2010/12/31

Choosing again

One of the blogs I keep in my reader had this poem posted today, and honestly, I do not know a better one for the beginning of a new calendar year.

The Wild Rose
by Wendell Berry

Sometimes hidden from me
in daily custom and in trust,
so that I live by you unaware
as by the beating of my heart.

Suddenly you flare in my sight,
a wild rose blooming at the edge
of thicket, grace and light
where yesterday was only shade,

and once again I am blessed, choosing
again what I chose before.


That's it, really. "Choosing again what I chose before" and being able to feel in my bones and skin that this is the path for me. Sensing in the soles of my feet that I am walking on ground that wants me here, and seeing with my eyes and breathing deeply into my body the air of a place that knows and loves me as much as I do it.

In this year of our Lord, two thousand and ten, I turned fifty years old. I have been on my path for half a century. Every time I say this fact, I try very very hard to say it soberly. But I can't! It makes me laugh! The fact that I am fifty years old makes me want to throw my arms in the air, and reach into the vastness of space, and laugh so loudly that the echo comes back to me from the mountains on the other side of the frozen Gorge I can see from here, where I am, indoors, and in my own living room (throwing my arms in the air, and laughing). What a glorious and marvelous thing it is to be so ridiculously old, and so hilariously young at the same time. And I'm not the only one to be nuts in this way.

I have enjoyed greatly the second blooming... suddenly you find - at the age of 50, say - that a whole new life has opened before you.
Agatha Christie (1890 - 1976)

See? Me and Agatha. Aware of a second blooming.

Now, I still have more in common with the child playing on the floor than I do with the incessantly talking heads on the television (now more than ever, since the apparent fashion du jour is a combination of tortured colloquialisms and Barbie and Ken hairstyles on people too young to know what they're talking about). But I know I'm not a kid anymore, and I'm finally free from wanting to be.

And I do not want to be a teenager either.

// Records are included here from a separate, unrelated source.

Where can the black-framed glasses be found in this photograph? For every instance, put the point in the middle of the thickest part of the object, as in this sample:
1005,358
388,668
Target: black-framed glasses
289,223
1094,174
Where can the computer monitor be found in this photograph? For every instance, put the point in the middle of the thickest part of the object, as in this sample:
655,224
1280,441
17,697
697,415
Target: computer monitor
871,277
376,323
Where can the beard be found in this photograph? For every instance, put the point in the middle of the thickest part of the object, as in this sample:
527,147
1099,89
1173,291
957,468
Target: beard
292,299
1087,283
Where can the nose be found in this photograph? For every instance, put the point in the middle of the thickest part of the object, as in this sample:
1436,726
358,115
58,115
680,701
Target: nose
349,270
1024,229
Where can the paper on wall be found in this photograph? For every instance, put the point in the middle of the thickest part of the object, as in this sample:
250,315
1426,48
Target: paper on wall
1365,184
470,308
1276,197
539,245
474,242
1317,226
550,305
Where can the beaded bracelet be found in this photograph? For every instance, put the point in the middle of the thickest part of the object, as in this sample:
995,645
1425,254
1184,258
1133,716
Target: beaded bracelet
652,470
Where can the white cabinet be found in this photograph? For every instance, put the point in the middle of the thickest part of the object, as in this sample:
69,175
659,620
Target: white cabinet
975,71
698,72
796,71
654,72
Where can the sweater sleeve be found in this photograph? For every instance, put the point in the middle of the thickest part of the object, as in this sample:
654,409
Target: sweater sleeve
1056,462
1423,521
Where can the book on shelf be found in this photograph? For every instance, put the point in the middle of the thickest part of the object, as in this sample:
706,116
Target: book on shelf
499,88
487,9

Or a twenty something, or a thirty something, no, nor even a forty something.

Or a superhero.

I do not want to be a spy.

I do not want to eat meat pie.

My kids are grown and I am too,

And I know what I want to do.

I do not want to go back there,

I even like my graying hair.

It's true! It's as if I curled up with a book when I was about 10 years old, entered the magic palace inside the fairy tales pages, and fought the wicked stepmothers and monsters, and broke the spells, and got imprisoned and freed over and over again ... and while I was in there, even though I didn't even realize it at the time, I drank the elixir of radical acceptance. I have swallowed the cupful of Goodlife. I am full of the light-bearing liquid of Yes.

And the funniest part of the whole thing is that this ridiculous surefooted sensation probably looks to the rest of the world like the most wandering, goofy, purposeless saunter anyone ever took. It couldn't be any further from a "purpose driven" life if I were -- well, if I were still a child, curled up with a good book. This is not "the secret," and it's not the "power of positive thinking." I'm not reciting affirmations to myself either, although that can be a good tool to use. I haven't climbed a corporate ladder, or even bothered about an uninterrupted employment history, for that matter. My life has often looked (especially to the more - uh - linear people who've had opinions) like Billy's shortcut home from school. Trajectory, it is not.

But life, it is. It's not "all good," but it's also not nearly as distracted as it looks. This is my path. Mary Catherine Bateson is right. Life is Improv. It's freestyle, even if there are compulsory events. The artistic merits weigh at least as much as the technical ones, and I don't care any more if the judge with the unibrow is glowering at me. In fact, I think I just might twirl on over there and blow her a kiss.

Goodbye, 2010. And thanks.

1 comment:

Lori said...

I love that visual of the shortcut home from school. That would be my husband, who also turned 50 this year.
I like your perspective on aging. And I especially like that poem on your sidebar.